Ребята поняли, что его не уломать. И Митька, весь покраснев, сказал в сердцах:
— Ну, дядя Вася, ну и хапуга вы!
— Ругайтесь, ругайтесь, меня не убудет. Только не проговоритесь где-нибудь, себе же хуже наделаете.
Вовка уловил в его голосе беспокойство.
— А чего нам не проговариваться, мы не заворовались… Нашел я этот фонарик, на волейбольной площадке нашел… Понимаете?
— Ну и чего раскричался? Ты нашел, я купил. Вот и весь разговор. Но если уж вы такие неблагодарные, я уступлю вам его назад.
Вовка, не веря своим ушам, пододвинул поближе к Васе кулек с конфетами. Вася посмеивался:
— Нет, нет, молодые люди, я сладкое не люблю… Три рубля — и весь разговор, — предложил он спокойно. — Ну как? Согласны?
Уж он-то, конечно, знал, что денег у них ни у которого нет. Да еще таких денег!

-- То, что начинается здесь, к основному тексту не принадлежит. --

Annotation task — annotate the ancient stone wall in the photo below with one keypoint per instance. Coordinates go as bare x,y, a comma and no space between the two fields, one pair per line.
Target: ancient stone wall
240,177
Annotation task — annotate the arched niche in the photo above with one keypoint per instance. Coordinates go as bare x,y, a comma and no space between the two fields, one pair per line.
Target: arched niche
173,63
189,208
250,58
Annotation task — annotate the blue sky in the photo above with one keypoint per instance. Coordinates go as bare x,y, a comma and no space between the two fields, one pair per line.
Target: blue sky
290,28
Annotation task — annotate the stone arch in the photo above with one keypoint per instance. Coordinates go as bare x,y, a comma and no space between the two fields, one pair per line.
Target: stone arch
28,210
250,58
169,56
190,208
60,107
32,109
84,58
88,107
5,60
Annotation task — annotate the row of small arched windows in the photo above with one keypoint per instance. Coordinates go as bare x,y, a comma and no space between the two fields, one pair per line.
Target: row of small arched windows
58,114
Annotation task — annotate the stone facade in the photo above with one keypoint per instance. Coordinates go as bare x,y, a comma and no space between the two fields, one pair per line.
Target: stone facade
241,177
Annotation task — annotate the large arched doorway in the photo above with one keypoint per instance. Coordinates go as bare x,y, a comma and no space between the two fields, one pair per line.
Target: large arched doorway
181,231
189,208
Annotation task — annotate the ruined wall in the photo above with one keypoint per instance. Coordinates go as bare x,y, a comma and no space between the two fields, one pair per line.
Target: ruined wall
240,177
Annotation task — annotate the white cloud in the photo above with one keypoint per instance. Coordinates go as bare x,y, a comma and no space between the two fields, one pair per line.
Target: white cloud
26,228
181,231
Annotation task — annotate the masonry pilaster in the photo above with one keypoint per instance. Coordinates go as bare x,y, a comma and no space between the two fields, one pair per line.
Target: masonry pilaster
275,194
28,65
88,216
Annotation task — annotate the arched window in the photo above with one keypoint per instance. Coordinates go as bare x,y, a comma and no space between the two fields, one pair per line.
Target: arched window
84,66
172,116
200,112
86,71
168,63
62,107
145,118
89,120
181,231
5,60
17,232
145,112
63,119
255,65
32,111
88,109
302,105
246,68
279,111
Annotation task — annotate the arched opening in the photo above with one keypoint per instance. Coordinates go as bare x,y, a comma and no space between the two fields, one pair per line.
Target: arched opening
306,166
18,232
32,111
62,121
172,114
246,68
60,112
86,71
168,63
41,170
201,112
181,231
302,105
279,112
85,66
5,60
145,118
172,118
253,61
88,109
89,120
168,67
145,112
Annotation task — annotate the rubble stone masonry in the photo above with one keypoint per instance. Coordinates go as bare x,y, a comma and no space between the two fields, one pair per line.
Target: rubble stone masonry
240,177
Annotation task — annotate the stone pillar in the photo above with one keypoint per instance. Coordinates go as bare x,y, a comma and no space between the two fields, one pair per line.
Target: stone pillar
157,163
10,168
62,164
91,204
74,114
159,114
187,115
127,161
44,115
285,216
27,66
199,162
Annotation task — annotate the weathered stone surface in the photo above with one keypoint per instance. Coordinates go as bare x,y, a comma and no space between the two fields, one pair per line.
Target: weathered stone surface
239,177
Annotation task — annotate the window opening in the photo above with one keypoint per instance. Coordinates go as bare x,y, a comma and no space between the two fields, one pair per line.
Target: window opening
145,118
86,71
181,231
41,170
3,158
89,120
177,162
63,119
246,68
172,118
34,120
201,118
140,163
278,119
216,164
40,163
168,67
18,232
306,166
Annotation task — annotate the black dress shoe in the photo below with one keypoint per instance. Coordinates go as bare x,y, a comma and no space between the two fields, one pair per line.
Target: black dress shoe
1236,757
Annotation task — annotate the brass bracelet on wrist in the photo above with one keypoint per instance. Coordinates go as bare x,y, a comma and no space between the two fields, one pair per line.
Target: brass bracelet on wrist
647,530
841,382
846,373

— Это же нечестно, — упавшим голосом простонал Митька.
— Но я же вас не неволю. Хотите — выкупайте свой фонарик назад; хотите — нет. — И, радуясь замешательству ребят, развел руками: — Ну, как хотите. Было бы предложено. Если надумаете — жду. А Неганову, впрочем, так и можете передать: готов вернуть в любую минуту. За соответствующую плату, естественно.
Не солоно хлебавши оставили ребята Васин дом.
* * *
И все-таки Вовке ударила в голову счастливая мысль. Ну как он сразу-то не сообразил? Да можно же просто на этом разбогатеть. А уж на три-то рубля он сумеет по телефону наговорить шутя. Наговорила же Шура Лешукова на рубль восемьдесят четыре… Ну, а если Вовка один не сможет, так Митька на рублевку да подскажет ему. Вдвоем-то на трешник, глядишь, и вытянут.
Вот только о чем говорить…
Они не один час шушукались с Митькой. Ничего подходящего не могли придумать. А дело-то было стоящее, только бы знать, о чем говорить…
— Давай о пионерском сборе расскажем, — предлагал Вовка.
— О каком?
— Ну, на котором сказки читали… Помнишь, как всем понравилось?
— Так это же когда было… Зимой еще… А в газету надо про сегодняшний день.
— Ну, тогда… как грибы собираем.
— А как?
Действительно, как? Тут и на десять копеек не наберется слов. Сходили в лес, принесли по корзине… И рассказывать не о чем.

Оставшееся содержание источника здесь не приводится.